Essa possibilidade, segundo a ONG, dá-se através de instrumentos que favorecem a essa população o resgate de sua auto-estima, na perspectiva de criar condições, para que cada indivíduo construa por si só sua transformação social.
Embora haja outros projetos na instituição, o principal é a publicação da revista “OCAS”, e o acompanhamento de seus vendedores através de uma rede de cooperação. Esta rede objetiva a formação de parcerias para a prestação de serviços habitacionais, educacionais e saúde, entre outros, destinados aos participantes do projeto.
A revista OCAS
1º Exemplar
Em 1999, um grupo de jornalistas começou a discutir a possibilidade da publicação aqui no Brasil de uma revista que pudesse ser vendida por moradores de rua e em situação de risco social. A ideia foi inspirada e alimentada por experiências bem sucedidas em outros países.
O exemplo significativo nessa direção foi o da “The Big Issue” (A Grande Edição), revista de sucesso vendida pelos “sem-teto” nas ruas de Londres, a partir de setembro de 1991. “The Big Issue”, por sua vez, havia seguido uma ideia posta em execução pelo Street Journal , que tinha sua venda feita pelos “sem-teto” (homeless) da cidade de Nova Iorque.
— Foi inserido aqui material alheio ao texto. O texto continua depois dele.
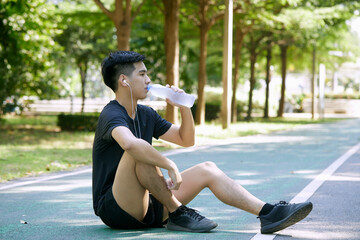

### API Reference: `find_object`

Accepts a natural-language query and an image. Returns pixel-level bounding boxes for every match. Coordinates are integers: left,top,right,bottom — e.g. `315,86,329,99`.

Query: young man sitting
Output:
92,51,313,233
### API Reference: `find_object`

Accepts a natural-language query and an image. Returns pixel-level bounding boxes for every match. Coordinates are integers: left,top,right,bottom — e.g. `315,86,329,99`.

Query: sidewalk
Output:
1,119,359,240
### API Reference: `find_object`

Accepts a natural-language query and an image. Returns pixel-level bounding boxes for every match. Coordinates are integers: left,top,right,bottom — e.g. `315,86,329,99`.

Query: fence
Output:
23,98,166,114
302,98,360,116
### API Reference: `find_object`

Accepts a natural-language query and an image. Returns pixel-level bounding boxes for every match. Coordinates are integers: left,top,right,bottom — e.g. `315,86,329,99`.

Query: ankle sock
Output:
259,203,274,216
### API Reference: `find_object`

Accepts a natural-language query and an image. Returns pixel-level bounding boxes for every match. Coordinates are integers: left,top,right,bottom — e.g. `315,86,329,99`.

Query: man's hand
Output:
167,162,182,190
165,84,186,108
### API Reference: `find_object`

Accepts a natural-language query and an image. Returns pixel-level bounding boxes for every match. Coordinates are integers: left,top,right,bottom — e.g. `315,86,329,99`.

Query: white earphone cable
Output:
127,81,141,139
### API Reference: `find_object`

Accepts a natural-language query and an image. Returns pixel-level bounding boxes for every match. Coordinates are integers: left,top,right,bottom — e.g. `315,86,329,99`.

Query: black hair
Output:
101,51,146,92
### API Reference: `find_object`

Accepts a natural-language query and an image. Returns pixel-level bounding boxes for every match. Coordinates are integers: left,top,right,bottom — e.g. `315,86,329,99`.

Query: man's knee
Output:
192,161,221,187
198,161,221,176
200,161,218,170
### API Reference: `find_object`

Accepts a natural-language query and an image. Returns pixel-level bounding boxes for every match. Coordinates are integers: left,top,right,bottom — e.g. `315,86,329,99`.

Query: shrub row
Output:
57,113,100,131
324,93,360,99
56,100,258,131
303,92,360,99
191,100,246,122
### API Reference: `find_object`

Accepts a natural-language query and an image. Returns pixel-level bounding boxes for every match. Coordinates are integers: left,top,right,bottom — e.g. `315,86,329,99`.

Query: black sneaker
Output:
259,201,313,234
166,205,218,233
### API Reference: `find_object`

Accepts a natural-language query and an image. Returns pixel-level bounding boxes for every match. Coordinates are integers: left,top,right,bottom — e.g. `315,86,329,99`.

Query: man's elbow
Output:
121,140,136,152
182,138,195,147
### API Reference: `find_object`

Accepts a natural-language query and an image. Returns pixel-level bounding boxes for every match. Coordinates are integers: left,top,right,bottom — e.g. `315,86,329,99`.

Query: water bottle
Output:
147,84,196,108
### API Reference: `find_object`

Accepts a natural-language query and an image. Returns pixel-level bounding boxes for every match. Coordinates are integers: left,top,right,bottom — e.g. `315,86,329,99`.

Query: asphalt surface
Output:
0,118,359,240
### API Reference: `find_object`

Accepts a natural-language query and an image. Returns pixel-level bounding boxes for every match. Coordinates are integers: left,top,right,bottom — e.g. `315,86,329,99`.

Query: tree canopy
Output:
1,0,359,122
0,0,62,112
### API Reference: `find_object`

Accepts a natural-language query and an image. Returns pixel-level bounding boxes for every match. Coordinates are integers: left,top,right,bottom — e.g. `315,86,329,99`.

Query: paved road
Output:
1,119,359,240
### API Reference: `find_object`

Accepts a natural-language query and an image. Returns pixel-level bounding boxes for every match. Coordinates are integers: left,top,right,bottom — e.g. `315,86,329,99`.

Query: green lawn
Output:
0,115,94,182
0,114,342,182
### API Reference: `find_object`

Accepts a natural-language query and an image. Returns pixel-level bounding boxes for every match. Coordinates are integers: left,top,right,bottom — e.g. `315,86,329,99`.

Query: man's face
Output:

Em 1992, a Street News, de Chicago fez o seu lançamento de sua revista, com venda nos mesmos moldes dos seus antecessores.
Atualmente são mais de 40 publicações desse tipo, na América, Europa, Ásia, África e Oceania, todas filiadas a International Network of Street Papers (INPS) e signatárias da Declaração das Publicações de Rua (The Street Paper Charter, na internet em WWW.street-papers.com). A OCAS fez adesão aos princípios dessa rede.
Em 06 de julho de 2002 o projeto brasileiro se concretiza, com a publicação da primeira edição da revista OCAS. Seu lançamento e venda em São Paulo, por 44 moradores de rua deu-se nesta data. No Rio de Janeiro, dois dias depois (08), por 31 deles. Cada exemplar era comprado pelos vendedores por R$0, 50 e comercializados nas ruas por R$2,00. O valor de R$1,50 equivalia ao lucro correspondente à venda para seus vendedores.
OCAS se define como um produto editorial de temas culturais, políticos e sociais, com periodicidade mensal. Nela há o código de conduta dos vendedores, mais o conceito e funcionamento do projeto, além de um espaço interativo onde seus vendedores se expressam. A seção “Cabeça Sem Teto” foi criada à época na perspectiva de ser alimentada num futuro próximo com a produção de material feito pelos próprios vendedores.
A venda é feita somente por homens e mulheres que vivam numa “condição de instabilidade de moradia fixa e que utilizam logradouros públicos, albergues e similares para dormir”. Todos são de maior idade e podem ser identificados na execução deste trabalho.
Mesmo diante de muitas dificuldades econômicas para a sua manutenção, por ser um produto auto-sustentável, isto significa que a publicação do periódico se dá com o valor arrecadado com a compra e venda de cada exemplar por seus vendedores. Só para se ter uma idéia do quanto é importante essa iniciativa, desde 2004 a gráfica na qual é impressa a revista não cobra mais a impressão, para que ela não saia de circulação.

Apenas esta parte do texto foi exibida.